Makedonya Türkleri Hak ve Demokrasi Hareketi’nin Avrupa Cephesi’nden seçilen milletvekili Salih Murat, bugün düzenlediği basın toplantısında yürütmede Türklere karşı yapılan ayrımcılığı anlattı.
Milletvekili Salih Murat, basın toplantısında şu ifadeleri kullandı:
“Bugün sizlere yürütme organlarında, Türk toplumuna karşı yapılan sistematik ayrımcılık ve bu konuda attığımız adımlar hakkında bilgi vermek istiyorum.
Nüfusun %3.86’sı ile üçüncü büyük etnik topluluk olan Türk toplumu, yürütme organındaki en üst düzey 64 pozisyondan tamamen dışlanmış durumda. Aynı zamanda, toplam %3.83’lük orana sahip daha küçük topluluklar beş üst düzey pozisyona sahip – bir başbakan yardımcısı, bir bakan, iki bakan yardımcısı ve bir devlet sekreteri.
Daha da endişe verici olan, bu ayrımcılığın sadece yürütme organlarıyla sınırlı kalmamasıdır. Analizlerimize göre, yaklaşık 300 seçilmiş ve atanmış üst düzey görevli, yönetim ve denetim kurulları ile düzenleyici komisyonlarda neredeyse hiç Türk toplumu temsilcisi bulunmamaktadır. Aynı endişe verici durum Cumhurbaşkanlığı atamalarında da tekrarlanmaktadır.
Milletvekili olarak yetkili kurumlara bir dizi başvuruda bulundum:
- Bu ayrımcılığın açıklanması için Meclis soru önergesi
- Hakların korunması için Kamu Denetçisine dilekçe
- Ayrımcılıkla Mücadele Komisyonuna başvuru
- AGİT misyonuna başvuru
- AB Delegasyonuna bilgilendirme
- Anayasa Mahkemesine başvuru için girişim
Avrupa İnsan Hakları Mahkemesi, “Sejdić ve Finci – Bosna Hersek” davasında azınlıkların sistematik olarak dışlanmasının demokratik bir toplumda kabul edilemez olduğunu açıkça belirtmiştir. “D.H. – Çek Cumhuriyeti” davasında ise Mahkeme, istatistiksel verilerin ayrımcılığın geçerli bir kanıtı olduğunu teyit etmiştir.

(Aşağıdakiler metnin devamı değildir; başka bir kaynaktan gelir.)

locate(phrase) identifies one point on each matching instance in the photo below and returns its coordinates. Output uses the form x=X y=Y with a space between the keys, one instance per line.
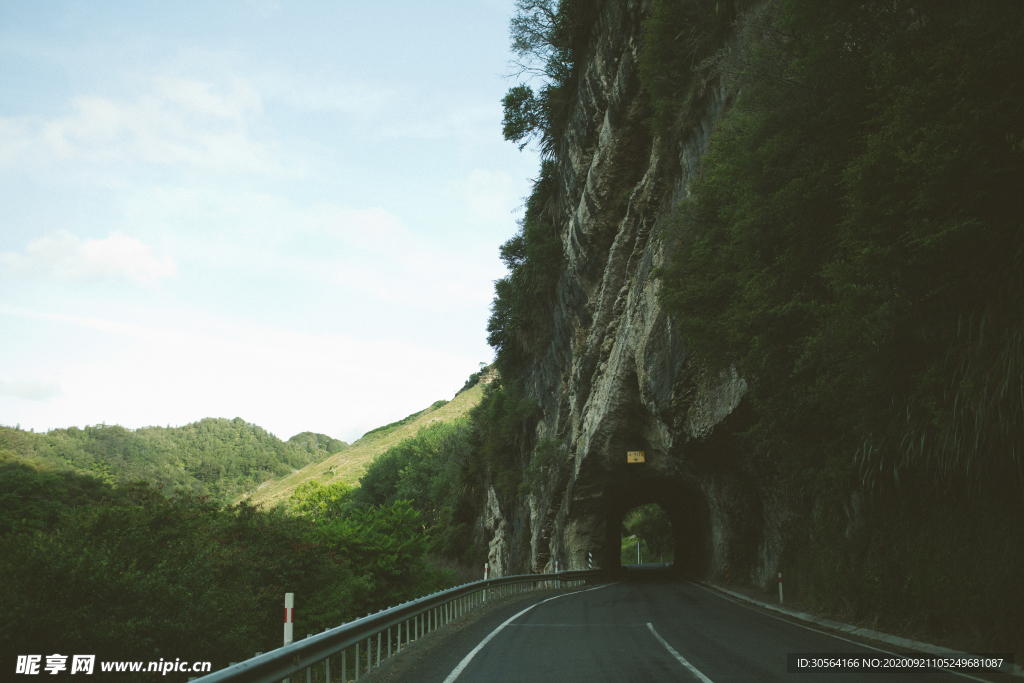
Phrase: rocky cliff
x=616 y=376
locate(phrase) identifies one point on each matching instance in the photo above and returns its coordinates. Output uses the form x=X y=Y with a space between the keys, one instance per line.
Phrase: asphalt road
x=639 y=631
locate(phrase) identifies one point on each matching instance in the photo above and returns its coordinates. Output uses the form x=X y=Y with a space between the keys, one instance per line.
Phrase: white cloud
x=489 y=197
x=31 y=389
x=283 y=380
x=177 y=122
x=65 y=256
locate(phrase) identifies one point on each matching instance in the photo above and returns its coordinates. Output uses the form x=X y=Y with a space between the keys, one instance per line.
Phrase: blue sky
x=285 y=212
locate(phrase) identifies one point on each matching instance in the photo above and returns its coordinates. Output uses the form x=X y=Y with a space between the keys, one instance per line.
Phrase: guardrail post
x=289 y=616
x=309 y=670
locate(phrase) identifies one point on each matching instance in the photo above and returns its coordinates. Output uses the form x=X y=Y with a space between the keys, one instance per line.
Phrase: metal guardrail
x=418 y=616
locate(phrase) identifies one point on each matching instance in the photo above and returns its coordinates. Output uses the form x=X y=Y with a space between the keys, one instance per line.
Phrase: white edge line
x=469 y=657
x=833 y=635
x=682 y=660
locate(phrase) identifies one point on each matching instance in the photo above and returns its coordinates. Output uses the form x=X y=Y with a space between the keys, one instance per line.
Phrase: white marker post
x=289 y=616
x=289 y=619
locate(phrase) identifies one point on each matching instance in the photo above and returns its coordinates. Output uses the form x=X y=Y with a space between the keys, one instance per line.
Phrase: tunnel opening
x=647 y=539
x=682 y=508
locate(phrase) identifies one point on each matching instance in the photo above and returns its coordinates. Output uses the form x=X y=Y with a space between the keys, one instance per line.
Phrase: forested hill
x=214 y=456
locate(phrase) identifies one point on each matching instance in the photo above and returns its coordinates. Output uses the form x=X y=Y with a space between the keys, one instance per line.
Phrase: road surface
x=642 y=631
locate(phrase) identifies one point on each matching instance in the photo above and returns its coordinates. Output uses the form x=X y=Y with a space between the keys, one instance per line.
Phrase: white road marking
x=828 y=634
x=469 y=657
x=693 y=670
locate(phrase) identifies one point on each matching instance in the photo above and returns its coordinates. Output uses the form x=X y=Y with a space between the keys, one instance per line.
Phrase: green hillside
x=214 y=456
x=348 y=465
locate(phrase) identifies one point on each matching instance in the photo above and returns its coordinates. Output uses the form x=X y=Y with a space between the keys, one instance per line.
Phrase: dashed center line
x=693 y=670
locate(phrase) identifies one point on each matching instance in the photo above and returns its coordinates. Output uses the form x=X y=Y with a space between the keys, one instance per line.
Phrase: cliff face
x=616 y=376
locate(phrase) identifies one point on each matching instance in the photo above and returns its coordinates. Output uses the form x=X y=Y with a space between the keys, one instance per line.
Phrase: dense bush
x=125 y=572
x=215 y=457
x=853 y=246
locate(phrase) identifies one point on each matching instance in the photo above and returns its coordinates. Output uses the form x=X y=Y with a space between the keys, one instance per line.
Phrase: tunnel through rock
x=686 y=510
x=646 y=536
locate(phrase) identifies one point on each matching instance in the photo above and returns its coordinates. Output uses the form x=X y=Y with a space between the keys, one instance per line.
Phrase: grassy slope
x=349 y=465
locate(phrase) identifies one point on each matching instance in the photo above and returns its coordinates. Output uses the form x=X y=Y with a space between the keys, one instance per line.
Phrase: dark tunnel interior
x=685 y=507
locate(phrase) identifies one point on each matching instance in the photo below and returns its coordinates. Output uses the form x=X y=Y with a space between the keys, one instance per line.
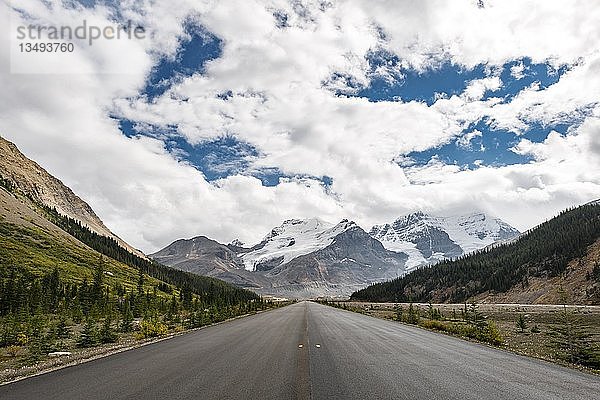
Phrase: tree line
x=544 y=251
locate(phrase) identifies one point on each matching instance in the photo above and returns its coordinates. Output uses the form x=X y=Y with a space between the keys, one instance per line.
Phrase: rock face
x=207 y=257
x=298 y=259
x=427 y=239
x=37 y=184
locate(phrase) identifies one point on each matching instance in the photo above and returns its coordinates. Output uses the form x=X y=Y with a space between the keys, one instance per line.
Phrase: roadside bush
x=150 y=328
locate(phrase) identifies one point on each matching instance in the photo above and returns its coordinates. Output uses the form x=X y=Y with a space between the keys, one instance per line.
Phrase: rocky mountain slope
x=207 y=257
x=555 y=262
x=33 y=181
x=427 y=239
x=298 y=259
x=35 y=238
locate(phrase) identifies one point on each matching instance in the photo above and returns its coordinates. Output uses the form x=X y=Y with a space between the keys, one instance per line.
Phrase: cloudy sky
x=231 y=116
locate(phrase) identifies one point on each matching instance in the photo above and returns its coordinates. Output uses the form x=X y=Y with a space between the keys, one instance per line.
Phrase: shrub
x=150 y=328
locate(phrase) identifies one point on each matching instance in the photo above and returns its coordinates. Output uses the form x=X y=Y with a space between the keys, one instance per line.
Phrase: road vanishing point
x=310 y=351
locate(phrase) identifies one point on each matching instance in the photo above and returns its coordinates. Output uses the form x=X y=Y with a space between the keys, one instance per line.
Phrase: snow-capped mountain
x=298 y=259
x=293 y=238
x=427 y=239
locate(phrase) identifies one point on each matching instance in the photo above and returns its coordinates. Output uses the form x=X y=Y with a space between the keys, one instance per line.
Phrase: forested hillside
x=542 y=252
x=64 y=287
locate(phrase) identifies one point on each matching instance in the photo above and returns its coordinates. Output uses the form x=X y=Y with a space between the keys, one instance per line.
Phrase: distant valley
x=313 y=258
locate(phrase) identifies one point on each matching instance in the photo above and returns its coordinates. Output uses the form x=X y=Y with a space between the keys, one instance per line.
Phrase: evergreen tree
x=89 y=334
x=107 y=333
x=127 y=319
x=63 y=331
x=572 y=342
x=521 y=323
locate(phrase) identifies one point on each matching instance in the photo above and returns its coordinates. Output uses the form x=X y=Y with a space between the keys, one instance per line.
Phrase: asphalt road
x=343 y=356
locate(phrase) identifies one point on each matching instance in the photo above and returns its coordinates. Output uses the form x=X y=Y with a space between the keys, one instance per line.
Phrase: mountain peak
x=30 y=179
x=427 y=239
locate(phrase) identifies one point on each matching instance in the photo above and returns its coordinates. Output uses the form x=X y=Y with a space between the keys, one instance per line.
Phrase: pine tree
x=413 y=315
x=127 y=321
x=521 y=323
x=107 y=333
x=63 y=331
x=89 y=335
x=572 y=342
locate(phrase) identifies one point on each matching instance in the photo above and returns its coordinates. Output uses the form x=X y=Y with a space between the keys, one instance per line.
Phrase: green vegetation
x=57 y=295
x=543 y=251
x=568 y=335
x=473 y=324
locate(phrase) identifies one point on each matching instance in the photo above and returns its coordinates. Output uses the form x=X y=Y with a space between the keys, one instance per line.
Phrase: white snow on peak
x=470 y=232
x=294 y=238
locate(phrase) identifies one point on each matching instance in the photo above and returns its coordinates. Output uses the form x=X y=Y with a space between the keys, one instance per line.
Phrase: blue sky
x=237 y=115
x=491 y=146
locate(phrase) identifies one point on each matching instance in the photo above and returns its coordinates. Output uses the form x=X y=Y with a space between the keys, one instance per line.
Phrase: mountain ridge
x=32 y=180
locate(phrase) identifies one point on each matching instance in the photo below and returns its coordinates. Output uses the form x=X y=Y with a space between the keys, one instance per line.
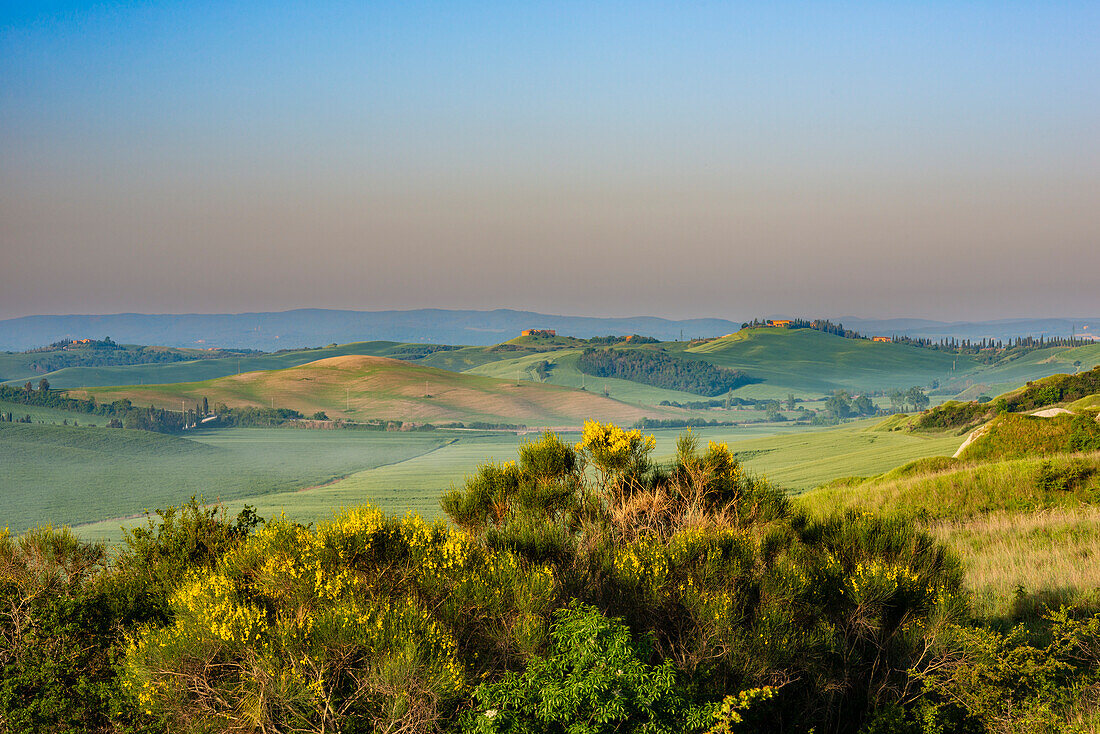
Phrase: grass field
x=793 y=458
x=564 y=372
x=1022 y=540
x=371 y=387
x=66 y=475
x=198 y=370
x=1040 y=363
x=813 y=361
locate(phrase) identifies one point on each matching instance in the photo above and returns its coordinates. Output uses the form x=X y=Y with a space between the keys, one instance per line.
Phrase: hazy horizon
x=878 y=160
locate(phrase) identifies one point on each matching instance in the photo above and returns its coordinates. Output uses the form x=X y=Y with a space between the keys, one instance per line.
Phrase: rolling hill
x=805 y=360
x=206 y=369
x=361 y=387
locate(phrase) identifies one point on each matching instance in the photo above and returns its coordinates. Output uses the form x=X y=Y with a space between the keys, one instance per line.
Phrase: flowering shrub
x=355 y=621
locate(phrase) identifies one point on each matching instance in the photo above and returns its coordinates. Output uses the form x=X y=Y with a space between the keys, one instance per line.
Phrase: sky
x=936 y=160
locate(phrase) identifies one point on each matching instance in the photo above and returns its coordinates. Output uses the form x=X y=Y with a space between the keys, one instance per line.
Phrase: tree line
x=661 y=370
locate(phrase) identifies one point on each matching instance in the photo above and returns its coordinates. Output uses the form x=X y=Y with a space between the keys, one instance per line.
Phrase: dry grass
x=1020 y=560
x=1023 y=546
x=372 y=387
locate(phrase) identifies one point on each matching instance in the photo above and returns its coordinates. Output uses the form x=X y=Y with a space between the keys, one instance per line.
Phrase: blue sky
x=935 y=159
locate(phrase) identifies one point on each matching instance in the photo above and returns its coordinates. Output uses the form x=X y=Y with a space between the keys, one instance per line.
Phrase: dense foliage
x=954 y=415
x=106 y=352
x=581 y=589
x=1055 y=389
x=661 y=370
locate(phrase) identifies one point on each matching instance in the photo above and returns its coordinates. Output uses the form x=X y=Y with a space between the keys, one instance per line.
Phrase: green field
x=372 y=387
x=564 y=372
x=40 y=414
x=813 y=361
x=67 y=475
x=198 y=370
x=794 y=458
x=1022 y=539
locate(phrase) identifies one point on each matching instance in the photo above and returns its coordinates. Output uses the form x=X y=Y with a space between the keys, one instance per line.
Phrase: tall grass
x=1016 y=562
x=1027 y=530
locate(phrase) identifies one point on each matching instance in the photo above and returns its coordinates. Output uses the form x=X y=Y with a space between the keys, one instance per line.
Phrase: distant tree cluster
x=913 y=397
x=1057 y=389
x=661 y=370
x=419 y=351
x=124 y=414
x=105 y=352
x=954 y=414
x=816 y=325
x=843 y=405
x=987 y=350
x=611 y=340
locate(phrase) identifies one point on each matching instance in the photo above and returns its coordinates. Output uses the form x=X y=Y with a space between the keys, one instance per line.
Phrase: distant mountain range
x=314 y=327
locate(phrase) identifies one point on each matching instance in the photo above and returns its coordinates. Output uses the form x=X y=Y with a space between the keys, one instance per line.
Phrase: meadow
x=795 y=458
x=1026 y=529
x=63 y=474
x=369 y=387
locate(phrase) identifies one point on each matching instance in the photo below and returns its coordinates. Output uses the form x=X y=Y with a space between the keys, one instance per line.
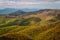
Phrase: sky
x=31 y=4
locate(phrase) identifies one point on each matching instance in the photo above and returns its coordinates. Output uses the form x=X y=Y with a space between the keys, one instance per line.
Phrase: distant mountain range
x=7 y=10
x=11 y=10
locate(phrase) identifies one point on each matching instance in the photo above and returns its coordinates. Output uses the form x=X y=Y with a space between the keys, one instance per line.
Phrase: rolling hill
x=37 y=25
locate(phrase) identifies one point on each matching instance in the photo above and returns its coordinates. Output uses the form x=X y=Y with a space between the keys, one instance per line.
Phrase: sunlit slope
x=36 y=33
x=35 y=26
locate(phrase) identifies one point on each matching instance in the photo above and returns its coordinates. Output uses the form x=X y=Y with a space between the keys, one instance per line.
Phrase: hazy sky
x=42 y=4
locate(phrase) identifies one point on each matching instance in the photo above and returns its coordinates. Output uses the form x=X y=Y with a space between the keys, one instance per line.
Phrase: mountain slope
x=38 y=25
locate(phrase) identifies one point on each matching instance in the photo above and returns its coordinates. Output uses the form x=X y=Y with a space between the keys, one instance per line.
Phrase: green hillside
x=38 y=26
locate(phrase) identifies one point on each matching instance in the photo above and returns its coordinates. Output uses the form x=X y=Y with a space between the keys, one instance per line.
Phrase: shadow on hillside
x=15 y=37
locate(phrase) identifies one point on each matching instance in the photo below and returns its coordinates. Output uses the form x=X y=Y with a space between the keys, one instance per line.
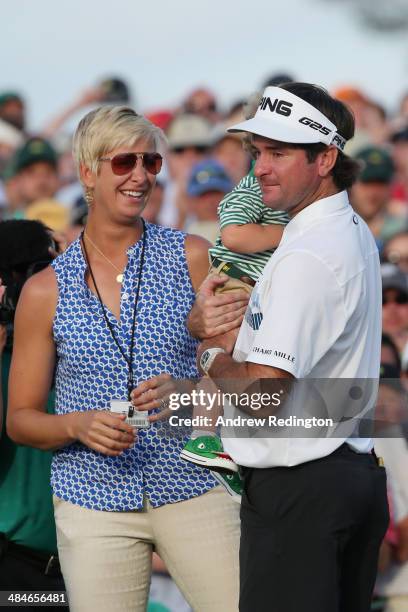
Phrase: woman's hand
x=103 y=431
x=154 y=393
x=213 y=315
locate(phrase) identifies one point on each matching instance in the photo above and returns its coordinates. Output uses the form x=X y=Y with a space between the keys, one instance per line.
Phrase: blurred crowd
x=202 y=163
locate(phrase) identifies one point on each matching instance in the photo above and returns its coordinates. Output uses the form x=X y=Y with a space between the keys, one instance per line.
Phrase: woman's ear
x=327 y=161
x=87 y=176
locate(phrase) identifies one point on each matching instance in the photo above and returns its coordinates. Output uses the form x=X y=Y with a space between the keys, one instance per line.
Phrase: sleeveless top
x=91 y=371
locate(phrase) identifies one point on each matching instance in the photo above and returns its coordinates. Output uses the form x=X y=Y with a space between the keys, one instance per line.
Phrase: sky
x=51 y=51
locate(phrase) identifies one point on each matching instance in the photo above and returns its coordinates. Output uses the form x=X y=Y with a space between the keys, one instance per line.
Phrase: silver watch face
x=205 y=358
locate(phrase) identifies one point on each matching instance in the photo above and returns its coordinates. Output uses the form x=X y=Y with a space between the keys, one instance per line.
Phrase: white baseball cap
x=285 y=117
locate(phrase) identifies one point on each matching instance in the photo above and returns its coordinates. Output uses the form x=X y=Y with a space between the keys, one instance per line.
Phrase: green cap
x=377 y=165
x=33 y=151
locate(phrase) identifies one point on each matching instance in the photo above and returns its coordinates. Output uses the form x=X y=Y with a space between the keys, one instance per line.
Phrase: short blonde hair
x=111 y=127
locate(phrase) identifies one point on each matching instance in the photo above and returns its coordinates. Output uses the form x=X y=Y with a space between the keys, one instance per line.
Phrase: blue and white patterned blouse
x=91 y=371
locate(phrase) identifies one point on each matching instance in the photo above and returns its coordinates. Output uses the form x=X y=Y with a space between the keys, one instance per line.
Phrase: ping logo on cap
x=282 y=107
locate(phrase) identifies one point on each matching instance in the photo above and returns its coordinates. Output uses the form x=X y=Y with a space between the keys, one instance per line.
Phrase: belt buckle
x=51 y=565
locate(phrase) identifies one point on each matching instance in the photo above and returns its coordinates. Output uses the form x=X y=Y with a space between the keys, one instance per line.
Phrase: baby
x=250 y=232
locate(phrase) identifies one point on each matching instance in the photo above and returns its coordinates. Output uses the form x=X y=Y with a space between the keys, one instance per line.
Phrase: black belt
x=48 y=564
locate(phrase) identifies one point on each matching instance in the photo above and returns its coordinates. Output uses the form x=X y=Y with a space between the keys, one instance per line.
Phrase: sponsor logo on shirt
x=280 y=354
x=253 y=315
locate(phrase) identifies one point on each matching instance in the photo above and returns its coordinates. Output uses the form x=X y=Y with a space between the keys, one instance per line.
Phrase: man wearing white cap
x=314 y=510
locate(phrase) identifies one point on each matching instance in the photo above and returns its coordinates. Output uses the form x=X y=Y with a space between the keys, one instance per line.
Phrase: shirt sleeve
x=302 y=315
x=242 y=205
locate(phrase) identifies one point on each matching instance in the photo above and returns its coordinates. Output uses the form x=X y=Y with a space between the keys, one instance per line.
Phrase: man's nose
x=261 y=166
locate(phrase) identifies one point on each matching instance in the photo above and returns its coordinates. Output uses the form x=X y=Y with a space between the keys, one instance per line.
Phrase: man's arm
x=244 y=377
x=31 y=376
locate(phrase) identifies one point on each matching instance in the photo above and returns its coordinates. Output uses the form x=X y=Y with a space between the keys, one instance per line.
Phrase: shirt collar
x=321 y=209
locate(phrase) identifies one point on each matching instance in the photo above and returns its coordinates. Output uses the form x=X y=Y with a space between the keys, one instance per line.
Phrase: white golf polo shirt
x=315 y=313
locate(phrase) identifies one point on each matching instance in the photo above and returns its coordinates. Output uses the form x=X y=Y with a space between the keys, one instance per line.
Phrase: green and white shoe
x=231 y=482
x=207 y=451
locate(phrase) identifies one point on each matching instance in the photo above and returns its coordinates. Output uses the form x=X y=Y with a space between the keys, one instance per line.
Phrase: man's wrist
x=208 y=356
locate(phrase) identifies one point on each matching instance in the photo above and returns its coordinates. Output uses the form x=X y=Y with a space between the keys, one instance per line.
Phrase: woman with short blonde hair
x=108 y=314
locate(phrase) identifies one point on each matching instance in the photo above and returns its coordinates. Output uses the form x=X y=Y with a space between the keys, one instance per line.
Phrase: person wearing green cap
x=371 y=194
x=33 y=171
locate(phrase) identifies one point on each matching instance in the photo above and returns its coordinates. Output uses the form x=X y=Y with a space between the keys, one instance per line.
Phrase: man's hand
x=103 y=431
x=213 y=315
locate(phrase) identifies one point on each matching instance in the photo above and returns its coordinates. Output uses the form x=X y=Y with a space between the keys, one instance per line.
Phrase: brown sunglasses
x=123 y=163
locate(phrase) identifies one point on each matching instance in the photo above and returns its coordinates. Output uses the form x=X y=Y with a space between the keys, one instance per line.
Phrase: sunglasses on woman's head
x=123 y=163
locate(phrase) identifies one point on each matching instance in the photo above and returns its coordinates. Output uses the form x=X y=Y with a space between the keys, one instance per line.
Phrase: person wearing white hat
x=314 y=509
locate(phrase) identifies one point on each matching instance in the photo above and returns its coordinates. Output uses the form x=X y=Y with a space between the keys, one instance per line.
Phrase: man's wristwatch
x=207 y=358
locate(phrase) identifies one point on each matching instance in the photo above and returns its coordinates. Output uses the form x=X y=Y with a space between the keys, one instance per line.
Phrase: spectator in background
x=370 y=118
x=206 y=187
x=371 y=194
x=229 y=152
x=202 y=101
x=396 y=251
x=34 y=167
x=10 y=140
x=12 y=109
x=28 y=547
x=190 y=139
x=392 y=582
x=389 y=352
x=395 y=305
x=277 y=79
x=400 y=155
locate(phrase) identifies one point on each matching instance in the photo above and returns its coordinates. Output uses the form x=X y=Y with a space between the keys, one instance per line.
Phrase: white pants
x=106 y=556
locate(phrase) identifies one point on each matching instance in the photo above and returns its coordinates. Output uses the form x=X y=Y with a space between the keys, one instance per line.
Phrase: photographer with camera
x=28 y=548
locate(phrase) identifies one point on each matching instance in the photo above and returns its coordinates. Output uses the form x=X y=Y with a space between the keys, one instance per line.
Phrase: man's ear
x=87 y=176
x=327 y=160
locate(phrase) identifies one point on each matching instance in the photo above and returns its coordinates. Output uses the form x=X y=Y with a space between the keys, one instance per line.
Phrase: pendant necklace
x=119 y=277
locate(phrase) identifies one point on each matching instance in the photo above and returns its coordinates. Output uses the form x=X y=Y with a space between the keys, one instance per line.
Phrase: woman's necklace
x=119 y=277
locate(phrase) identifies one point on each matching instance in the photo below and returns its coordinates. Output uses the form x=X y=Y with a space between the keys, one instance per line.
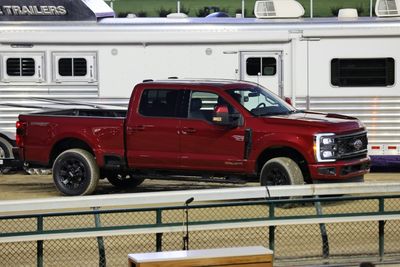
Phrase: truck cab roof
x=216 y=83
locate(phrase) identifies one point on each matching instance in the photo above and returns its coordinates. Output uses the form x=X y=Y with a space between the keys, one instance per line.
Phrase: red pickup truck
x=199 y=128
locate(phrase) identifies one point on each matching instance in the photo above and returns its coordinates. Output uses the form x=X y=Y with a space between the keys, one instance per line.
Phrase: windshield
x=261 y=102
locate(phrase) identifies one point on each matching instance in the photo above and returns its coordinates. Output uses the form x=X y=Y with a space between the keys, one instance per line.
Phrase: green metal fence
x=300 y=231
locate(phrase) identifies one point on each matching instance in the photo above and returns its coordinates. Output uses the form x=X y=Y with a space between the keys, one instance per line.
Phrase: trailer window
x=264 y=66
x=160 y=103
x=20 y=66
x=362 y=72
x=72 y=66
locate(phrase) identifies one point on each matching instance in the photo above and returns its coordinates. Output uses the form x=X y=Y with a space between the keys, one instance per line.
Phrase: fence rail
x=314 y=228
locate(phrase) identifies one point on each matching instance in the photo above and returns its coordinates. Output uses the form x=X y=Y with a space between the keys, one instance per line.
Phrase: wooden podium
x=238 y=256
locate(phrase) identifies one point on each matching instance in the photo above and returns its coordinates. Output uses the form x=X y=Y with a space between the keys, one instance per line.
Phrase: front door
x=264 y=68
x=206 y=146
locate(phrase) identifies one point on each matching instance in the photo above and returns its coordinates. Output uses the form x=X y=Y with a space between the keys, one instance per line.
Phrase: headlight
x=325 y=147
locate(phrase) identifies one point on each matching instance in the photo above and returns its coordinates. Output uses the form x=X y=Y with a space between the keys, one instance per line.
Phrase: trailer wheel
x=124 y=180
x=281 y=171
x=75 y=172
x=5 y=152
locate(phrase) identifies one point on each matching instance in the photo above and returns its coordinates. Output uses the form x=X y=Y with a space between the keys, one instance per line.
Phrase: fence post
x=40 y=242
x=381 y=230
x=271 y=232
x=100 y=241
x=159 y=235
x=324 y=234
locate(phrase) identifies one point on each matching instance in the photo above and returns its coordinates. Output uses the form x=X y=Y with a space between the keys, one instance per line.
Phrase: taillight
x=20 y=125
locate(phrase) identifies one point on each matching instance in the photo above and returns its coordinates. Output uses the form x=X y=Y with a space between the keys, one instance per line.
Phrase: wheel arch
x=66 y=144
x=284 y=151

Bölgeden örnekler bu tür ayrımcılığın aşılabileceğini göstermektedir. Hırvatistan’da garantili koltuk sistemi, Slovenya’da etkili istişare mekanizmaları, Romanya’da Macar azınlığın uygun temsili bulunmaktadır. Bu modeller, siyasi irade olduğunda adil temsilin mümkün olduğunu kanıtlamaktadır.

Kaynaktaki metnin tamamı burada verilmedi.